Brind’Amour shrugged.
“Your lightning bolt,” Luthien insisted. “It could not have been mere chance!”
“Say it plainly, my boy,” the wizard begged.
“Resmore’s demon ran for us,” Luthien replied. “He was but five paces from me when the storm broke, a sting of lightning rushing down.”
“Boom!” Oliver yelled. “Right on the head.”
“And all that was left of A’ta’arrefi was his blackened tongue,” said Luthien.
“For-ked,” Oliver finished.
Brind’Amour rubbed his white beard briskly. He had no idea of what the two were talking about, for he hadn’t even been looking that way; Brind’Amour had been so engrossed with events in the east and south that he had no idea Luthien and Oliver had even gone into the mountains with Siobhan, let alone that they were facing a demon! Still, it seemed perfectly impossible to him that the lightning bolt was a natural accident. Luthien and Oliver were lucky indeed, but that was too far-fetched. Obviously a wizard had been involved. Perhaps it was even Greensparrow himself, aiming for Luthien and hitting Resmore’s fiend by mistake. “Yes, of course,” was all that he said to the two. “A fine shot, that. Demons are easy targets, though; stand out among mortals like a giant among halflings.”
Luthien managed a weak smile, not convinced that Brind’Amour was speaking truthfully. The young Bedwyr had no other explanation, though, and so he let it go at that. If there was something amiss, magically speaking, then it would be Brind’Amour’s concern, and not his own.
“Come,” the wizard bade, moving down a side passage. “We have perhaps found the link between Greensparrow and the cyclopians, thus our treaty with Avon may be deemed void. Let us draw up the truce with King Asmund of Isenland and begin to lay our plans.”
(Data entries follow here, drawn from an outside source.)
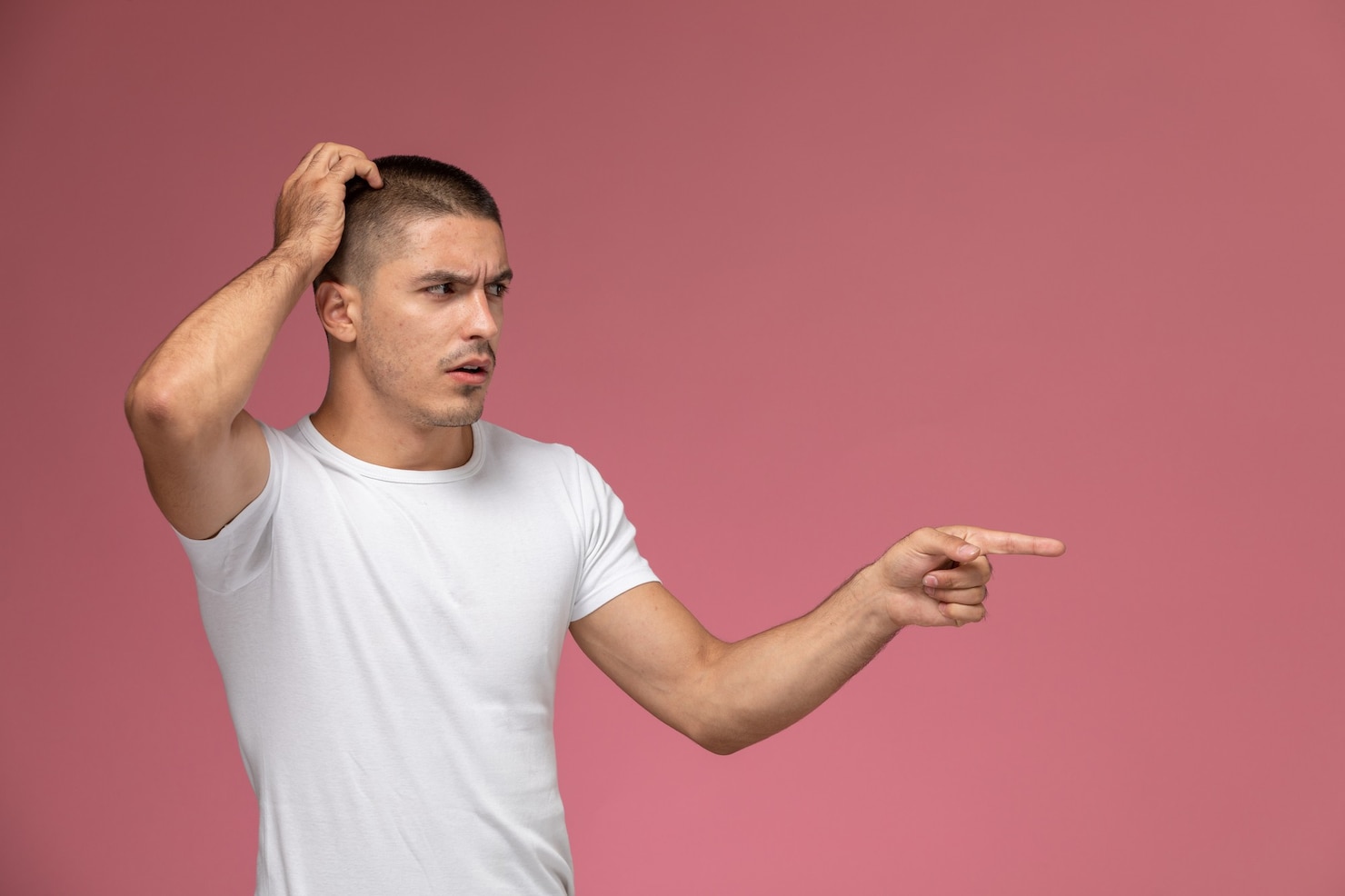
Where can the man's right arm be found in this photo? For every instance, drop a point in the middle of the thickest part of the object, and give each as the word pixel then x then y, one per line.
pixel 204 456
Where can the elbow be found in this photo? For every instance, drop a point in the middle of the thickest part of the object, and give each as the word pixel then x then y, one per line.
pixel 151 405
pixel 723 741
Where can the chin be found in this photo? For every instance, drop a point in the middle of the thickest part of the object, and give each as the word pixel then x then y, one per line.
pixel 454 416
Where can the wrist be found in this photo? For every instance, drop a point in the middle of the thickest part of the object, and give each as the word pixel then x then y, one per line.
pixel 297 258
pixel 866 596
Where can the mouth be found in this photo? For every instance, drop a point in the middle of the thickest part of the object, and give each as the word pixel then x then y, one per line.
pixel 475 373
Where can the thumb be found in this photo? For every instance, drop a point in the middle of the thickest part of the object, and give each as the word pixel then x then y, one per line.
pixel 923 551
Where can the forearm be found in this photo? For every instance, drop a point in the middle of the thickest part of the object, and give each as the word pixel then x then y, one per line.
pixel 764 683
pixel 201 375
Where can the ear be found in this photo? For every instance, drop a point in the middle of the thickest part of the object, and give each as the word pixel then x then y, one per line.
pixel 338 308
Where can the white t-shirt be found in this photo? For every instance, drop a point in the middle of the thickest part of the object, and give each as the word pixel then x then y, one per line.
pixel 389 643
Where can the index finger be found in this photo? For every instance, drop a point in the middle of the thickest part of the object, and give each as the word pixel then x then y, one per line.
pixel 991 541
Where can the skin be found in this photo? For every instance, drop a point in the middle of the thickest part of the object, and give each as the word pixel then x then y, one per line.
pixel 393 400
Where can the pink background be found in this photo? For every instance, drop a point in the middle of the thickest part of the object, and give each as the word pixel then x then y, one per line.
pixel 798 277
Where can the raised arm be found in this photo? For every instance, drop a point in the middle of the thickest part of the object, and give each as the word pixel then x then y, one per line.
pixel 204 456
pixel 726 696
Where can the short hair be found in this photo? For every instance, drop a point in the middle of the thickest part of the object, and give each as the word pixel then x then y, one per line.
pixel 414 189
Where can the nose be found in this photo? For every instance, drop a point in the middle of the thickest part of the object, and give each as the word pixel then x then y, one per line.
pixel 482 321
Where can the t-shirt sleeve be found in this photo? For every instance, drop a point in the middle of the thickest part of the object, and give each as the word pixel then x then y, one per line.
pixel 613 564
pixel 241 551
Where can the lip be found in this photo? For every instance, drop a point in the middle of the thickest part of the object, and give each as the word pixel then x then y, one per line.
pixel 473 378
pixel 483 362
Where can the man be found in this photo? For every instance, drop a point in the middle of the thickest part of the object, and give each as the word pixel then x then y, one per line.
pixel 387 584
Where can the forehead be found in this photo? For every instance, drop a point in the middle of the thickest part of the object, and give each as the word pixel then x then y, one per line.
pixel 450 243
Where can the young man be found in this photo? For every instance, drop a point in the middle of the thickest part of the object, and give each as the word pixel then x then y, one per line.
pixel 387 584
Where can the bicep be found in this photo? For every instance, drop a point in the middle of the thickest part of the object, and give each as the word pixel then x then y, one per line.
pixel 202 481
pixel 652 646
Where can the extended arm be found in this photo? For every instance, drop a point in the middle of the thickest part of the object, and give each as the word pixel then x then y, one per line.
pixel 726 696
pixel 204 456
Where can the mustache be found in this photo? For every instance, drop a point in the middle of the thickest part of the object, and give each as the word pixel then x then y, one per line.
pixel 457 360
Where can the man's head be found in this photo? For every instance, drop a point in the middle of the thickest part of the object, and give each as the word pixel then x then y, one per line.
pixel 413 299
pixel 414 189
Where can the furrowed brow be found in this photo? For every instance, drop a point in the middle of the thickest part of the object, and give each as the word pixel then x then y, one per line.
pixel 457 277
pixel 433 277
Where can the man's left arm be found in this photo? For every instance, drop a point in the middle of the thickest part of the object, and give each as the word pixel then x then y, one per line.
pixel 728 696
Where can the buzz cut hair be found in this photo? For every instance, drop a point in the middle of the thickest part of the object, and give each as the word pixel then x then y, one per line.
pixel 414 189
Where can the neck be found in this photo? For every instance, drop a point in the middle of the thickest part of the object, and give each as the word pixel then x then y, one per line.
pixel 375 436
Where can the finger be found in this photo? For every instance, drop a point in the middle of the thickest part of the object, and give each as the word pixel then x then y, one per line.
pixel 961 613
pixel 971 574
pixel 349 167
pixel 964 596
pixel 992 541
pixel 942 545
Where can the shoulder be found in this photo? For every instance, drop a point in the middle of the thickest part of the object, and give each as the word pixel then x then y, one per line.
pixel 509 445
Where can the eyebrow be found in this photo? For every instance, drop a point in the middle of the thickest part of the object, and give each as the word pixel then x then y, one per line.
pixel 433 277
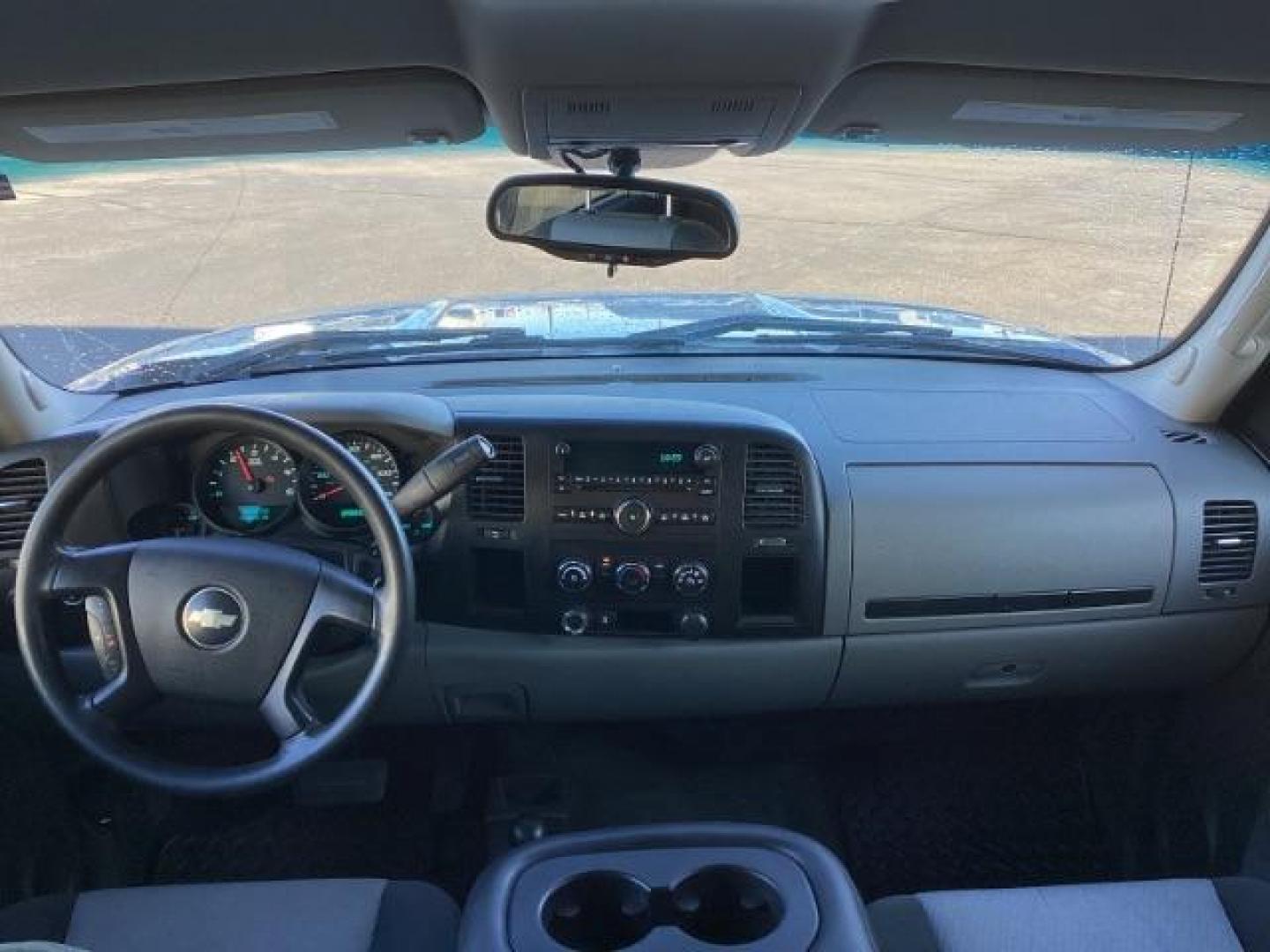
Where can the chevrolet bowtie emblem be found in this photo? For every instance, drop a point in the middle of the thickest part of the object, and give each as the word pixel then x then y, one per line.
pixel 213 619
“We will fight Greensparrow?” Luthien asked bluntly.
“I do not yet know,” Brind’Amour replied. “I must speak with our prisoners, and with the ambassador from Gascony. There is much to do before any final decisions can be made.”
Of course there was, Luthien realized, but the young Bedwyr held faith then that he would not be battling against his brother. Greensparrow’s treacherous hand had been revealed in full; Resmore was all the proof they needed. Visions of sailing the fleet up the Stratton into Carlisle beside the Huegoth longships danced in Luthien’s mind.
It was not an unpleasant fantasy.
Brind’Amour entered the dimly lit room solemnly, wearing his rich blue wizard robes. Candles burned softly from pedestals in each of the room’s corners. In the center was a small round table and a single stool.
Brind’Amour took his place on the stool. With trembling hands, he reached up and removed the cloth draped over the single object on the table, his crystal ball. It was with trepidation and nervous excitement that the wizard began his incantation. Brind’Amour didn’t believe that Greensparrow had launched a bolt for Luthien that had accidentally destroyed Resmore’s familiar demon. In lieu of that, the old wizard could think of only one explanation for Luthien’s incredible tale: one of his fellows from the ancient brotherhood of wizards had awakened and joined in the effort. What else might explain the lightning bolt?